In each of the example I mentioned above, the share prices highlighted were relatively low for the time period. If you look at the price history of each of these stocks, you’ll notice higher prices before the dates I listed. This is why it’s so important to buy low. Microsoft doesn’t fit this example though as it could have been purchased much cheaper in the years just before 1991. The IPO in March 1986 was just ten cents a share.

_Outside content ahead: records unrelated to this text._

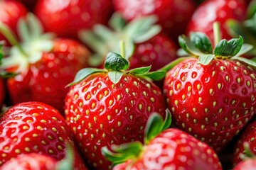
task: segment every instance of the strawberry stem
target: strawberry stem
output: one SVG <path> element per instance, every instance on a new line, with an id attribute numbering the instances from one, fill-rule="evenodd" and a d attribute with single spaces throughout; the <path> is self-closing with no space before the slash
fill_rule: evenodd
<path id="1" fill-rule="evenodd" d="M 214 34 L 214 47 L 216 47 L 218 43 L 220 41 L 220 23 L 214 22 L 213 23 L 213 34 Z"/>
<path id="2" fill-rule="evenodd" d="M 124 46 L 124 41 L 121 40 L 119 42 L 119 45 L 120 45 L 120 53 L 121 53 L 121 56 L 123 57 L 124 58 L 125 58 L 125 46 Z"/>
<path id="3" fill-rule="evenodd" d="M 15 37 L 14 33 L 4 23 L 0 23 L 0 33 L 4 35 L 4 36 L 7 39 L 7 40 L 10 42 L 10 44 L 13 46 L 16 46 L 19 49 L 19 50 L 26 56 L 26 52 L 21 48 L 21 45 L 19 44 L 17 38 Z"/>

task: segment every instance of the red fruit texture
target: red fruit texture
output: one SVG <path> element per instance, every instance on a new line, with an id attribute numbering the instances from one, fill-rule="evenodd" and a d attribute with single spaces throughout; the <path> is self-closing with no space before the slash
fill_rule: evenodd
<path id="1" fill-rule="evenodd" d="M 235 166 L 233 170 L 253 170 L 256 169 L 256 159 L 247 159 Z"/>
<path id="2" fill-rule="evenodd" d="M 256 73 L 235 60 L 198 62 L 176 65 L 164 91 L 177 125 L 219 152 L 255 113 Z"/>
<path id="3" fill-rule="evenodd" d="M 110 0 L 39 0 L 35 13 L 46 31 L 77 38 L 78 32 L 96 23 L 106 24 L 112 13 Z"/>
<path id="4" fill-rule="evenodd" d="M 175 40 L 185 32 L 196 8 L 191 0 L 114 0 L 113 4 L 127 21 L 156 15 L 163 31 Z"/>
<path id="5" fill-rule="evenodd" d="M 246 6 L 243 0 L 208 0 L 201 4 L 192 16 L 187 34 L 191 32 L 206 33 L 212 42 L 214 42 L 213 24 L 218 21 L 220 25 L 221 39 L 230 40 L 228 27 L 225 22 L 228 19 L 242 21 L 246 16 Z"/>
<path id="6" fill-rule="evenodd" d="M 114 84 L 106 73 L 90 75 L 72 86 L 65 100 L 65 117 L 80 149 L 95 169 L 111 168 L 101 148 L 143 141 L 148 118 L 164 115 L 160 89 L 146 80 L 124 74 Z"/>
<path id="7" fill-rule="evenodd" d="M 235 165 L 238 164 L 242 161 L 240 154 L 243 154 L 244 142 L 248 142 L 250 149 L 256 154 L 256 120 L 250 123 L 243 130 L 238 142 L 235 144 L 235 150 L 234 154 L 233 163 Z"/>
<path id="8" fill-rule="evenodd" d="M 151 66 L 151 71 L 161 69 L 176 60 L 178 47 L 174 42 L 164 34 L 137 44 L 130 58 L 130 69 Z"/>
<path id="9" fill-rule="evenodd" d="M 221 170 L 215 152 L 206 143 L 176 128 L 164 130 L 144 146 L 136 161 L 114 167 L 124 169 Z"/>
<path id="10" fill-rule="evenodd" d="M 18 104 L 0 118 L 0 166 L 21 154 L 38 153 L 61 160 L 73 135 L 57 110 L 39 102 Z M 74 150 L 75 169 L 87 169 Z"/>
<path id="11" fill-rule="evenodd" d="M 13 0 L 0 1 L 0 22 L 9 26 L 17 35 L 17 23 L 18 20 L 25 17 L 28 13 L 26 8 L 21 3 Z M 10 45 L 6 38 L 0 33 L 0 40 L 5 40 L 7 45 Z"/>
<path id="12" fill-rule="evenodd" d="M 57 160 L 36 153 L 22 154 L 6 162 L 0 170 L 56 170 Z"/>
<path id="13" fill-rule="evenodd" d="M 65 86 L 80 69 L 87 67 L 89 52 L 78 42 L 54 40 L 54 47 L 43 52 L 41 59 L 30 64 L 27 70 L 9 79 L 7 87 L 13 103 L 41 101 L 63 113 L 64 101 L 68 91 Z"/>

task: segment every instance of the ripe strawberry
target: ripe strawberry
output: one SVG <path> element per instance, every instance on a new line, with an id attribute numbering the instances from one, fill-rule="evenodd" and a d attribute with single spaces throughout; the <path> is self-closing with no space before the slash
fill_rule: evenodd
<path id="1" fill-rule="evenodd" d="M 0 1 L 0 23 L 6 24 L 16 35 L 18 21 L 28 13 L 26 7 L 21 3 L 13 0 Z M 0 33 L 0 40 L 6 40 Z M 8 44 L 10 45 L 9 44 Z"/>
<path id="2" fill-rule="evenodd" d="M 187 28 L 187 34 L 191 32 L 203 32 L 213 42 L 213 23 L 218 21 L 222 24 L 222 38 L 229 40 L 225 22 L 229 19 L 242 21 L 245 18 L 246 6 L 243 0 L 208 0 L 198 7 L 192 16 Z"/>
<path id="3" fill-rule="evenodd" d="M 148 73 L 150 67 L 124 72 L 128 61 L 114 52 L 108 54 L 105 66 L 80 71 L 65 99 L 68 124 L 95 169 L 110 168 L 102 147 L 142 141 L 149 115 L 164 110 L 161 90 L 149 76 L 163 78 L 165 72 Z"/>
<path id="4" fill-rule="evenodd" d="M 123 40 L 131 69 L 151 65 L 151 70 L 155 71 L 176 59 L 177 50 L 171 39 L 159 33 L 161 28 L 156 22 L 155 16 L 149 16 L 125 23 L 121 16 L 114 13 L 110 28 L 97 24 L 93 31 L 81 31 L 80 38 L 95 52 L 95 57 L 100 56 L 98 64 L 104 62 L 109 51 L 119 52 L 117 47 Z"/>
<path id="5" fill-rule="evenodd" d="M 240 52 L 242 37 L 221 40 L 214 54 L 203 33 L 191 39 L 179 37 L 193 57 L 166 74 L 164 94 L 177 125 L 220 152 L 255 113 L 256 72 L 249 64 L 256 64 L 238 56 L 250 48 Z"/>
<path id="6" fill-rule="evenodd" d="M 245 130 L 243 130 L 242 134 L 239 137 L 239 140 L 235 144 L 235 152 L 234 154 L 233 163 L 235 165 L 238 164 L 240 162 L 242 161 L 240 158 L 240 154 L 243 154 L 245 152 L 245 148 L 243 144 L 245 142 L 248 142 L 250 146 L 250 149 L 252 153 L 256 154 L 256 120 L 250 123 L 248 125 L 246 126 Z"/>
<path id="7" fill-rule="evenodd" d="M 114 152 L 103 147 L 102 153 L 114 163 L 126 161 L 115 166 L 114 170 L 222 169 L 217 154 L 206 143 L 179 129 L 156 130 L 163 128 L 163 124 L 157 123 L 161 120 L 159 116 L 154 113 L 149 118 L 148 123 L 151 127 L 148 126 L 150 123 L 146 127 L 146 145 L 139 142 L 112 145 Z M 151 136 L 154 131 L 159 134 Z"/>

Who Really Holds a Stock That Long?

You may be asking, “Who holds a stock for 30 to 35 years?”. Why not you? If you’re in your 20s or 30s, then it very easily can be you. Demonstrate patience by thinking of your future self. Even if you’re already in your 40s, why not you? Life expectancy is only getting longer. The probability that you’ll live to 80 or 85 is high. And you will need income in those later years as well.

There is another group of investors who hold stocks for decades upon decades. They are institutional investors. This group includes university endowments and pension funds. Certainly, some get caught up chasing hot investments. Others just buy good companies at good prices and then hold onto them forever.

Warren Buffett was once asked about his time horizon for holding a stock. His answer is “forever”. I like his answer and try to model my investing philosophy after that. Most of my dividend yields are already in the 5 to 10% range. One yield is roughly at 20%. These yields are not based on the current share price. They are based on the prices at the time of purchase. With more time and patience, these yields will only get sweeter. I hope this investing philosophy becomes a part of your investing plan as well.

What do you think about holding a stock investment for decades?

Have you ever taken an investment action due to a naysayer? What was the result?

How does your investing philosophy differ from what I described?